Music, for example, has always been important to him. At Centre he was a principal in the Wind Ensemble, and he has also played the euphonium with the nationally competitive Bluecoats Drum and Bugle Corps.

“My time with the organization taught me what it meant to truly perfect a craft,” he says. “Most importantly, it taught me how I could so easily find happiness outside of professional success.”

Now that he lives in Chicago, he is enjoying exploring the Windy City, especially the “abundance of delicious food the city has to offer,” he notes.

Chakradhar was a double major in economics & finance and mathematics at Centre and received the Charles Campbell Economics Prize among other honors. He was also a resident director, a member of the student judiciary, an admission interviewer, and a treasurer and vice president within Phi Kappa Tau. A student-led investment firm he co-founded beat its equity benchmarks by at least 2 percent for every year it was in operation. After Centre he earned a master’s in finance at the Massachusetts Institute of Technology.

Chakradhar believes that higher education is at “an inflection point” brought about in part by the pandemic and also by other trends that affect the next generation of college students. A liberal arts education, such as he received at Centre, can benefit our society.

“Having cultivated a passion for operational strategy, decision economics, and business transformation during and since my time at Centre, I was immediately drawn to the opportunity to serve in an oversight and advisory role for the College as a trustee during this period of momentous change.”

Henry Snyder started researching the thoroughbred industry as sophomore and joined Churchill Downs right after graduating. Currently he is director of finance and was previously part of a two-year leadership rotation program with Churchill Downs.

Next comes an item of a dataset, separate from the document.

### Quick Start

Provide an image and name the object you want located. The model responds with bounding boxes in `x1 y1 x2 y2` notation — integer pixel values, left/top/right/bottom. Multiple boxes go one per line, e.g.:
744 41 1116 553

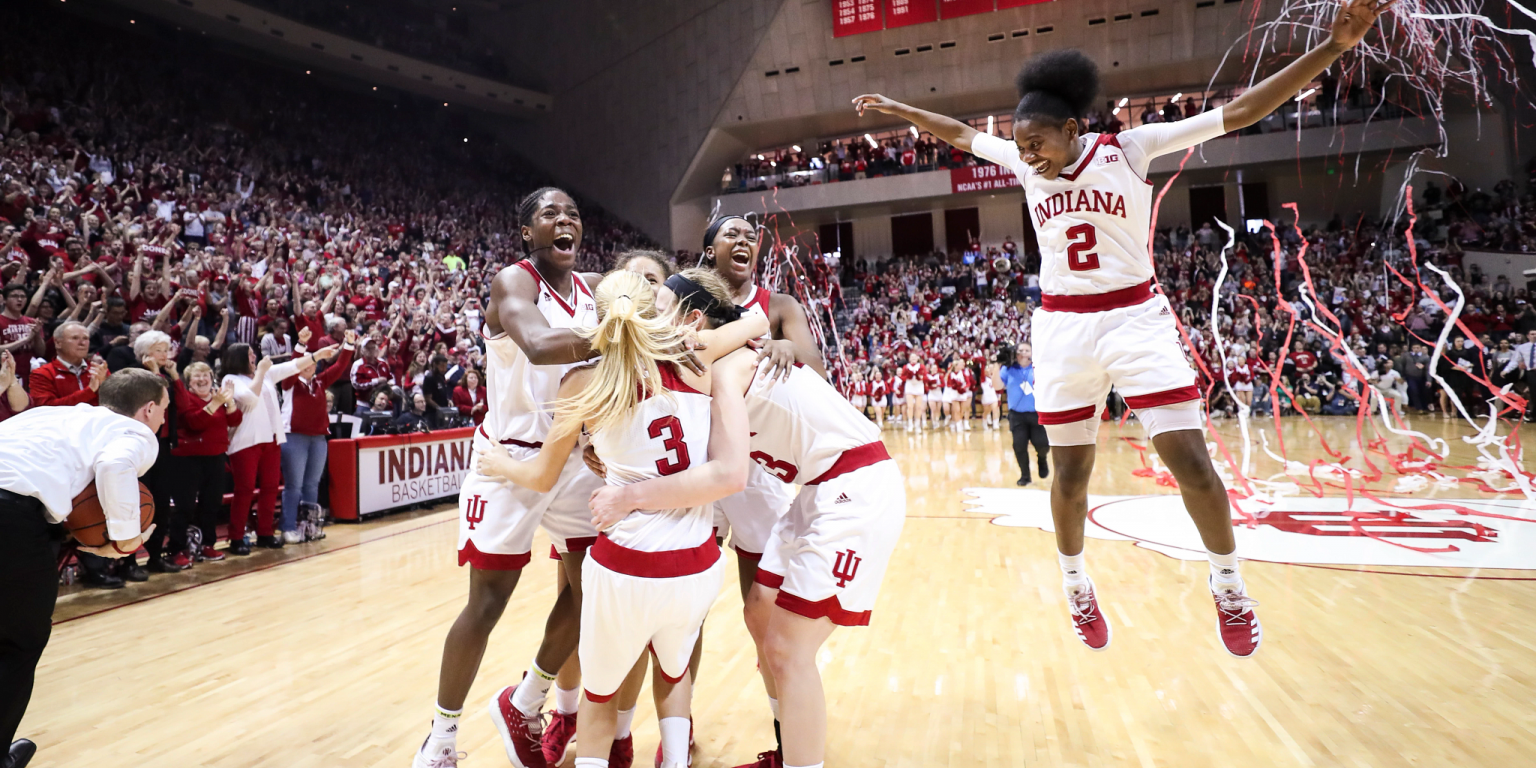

“I am passionate about Kentucky and strengthening my home state,” he says. “Working in the thoroughbred industry offered me the chance to combine these two areas.”

As a “Live in Lou City Champ” a program sponsored by Greater Louisville Inc., he has a platform to share his appreciation of his native city with a wider and curious audience. On the weekend, he says, he often explores Louisville’s parks and restaurants or cheers on the University of Louisville and Louisville City, a professional soccer team.

Snyder volunteers with a several charitable organizations, and he is also an ordained ruling elder in the Presbyterian Church (U.S.A.).

In his free time, Snyder loves to travel, everywhere from an international trip to a drive to a new place in Kentucky. “Exploring the world is fascinating,” he says.

As a student, he spent a summer in France as a Brown Fellow (premier scholarship program) and later a term with the Centre-in-London program.

On campus, Snyder was a leader, serving as president of both the Student Government Association and his fraternity, Beta Theta Pi. He also was a voting member of the presidential search committee that successfully hired Milton Moreland in 2020. He did summer internships with Brown-Forman and with several Kentucky thoroughbred organizations. An economics and finance major, Snyder graduated summa cum laude and as a member of Phi Beta Kappa and the leadership honorary Omicron Delta Kappa.

He counts graduating from Centre as one of his most noteworthy accomplishments to date.

“It was earned after many late nights in the Doherty Library, lots of office hours with professors, and many formative experiences that challenged me to grow as a scholar and person,” he says.

That achievement influenced his accepting the responsibilities of a trustee. “Centre’s profound impact on my development drives my desire to serve the College as a trustee,” he says. “The opportunity to serve Centre and help strengthen our mission so that more students may have a life-changing experience is an honor.”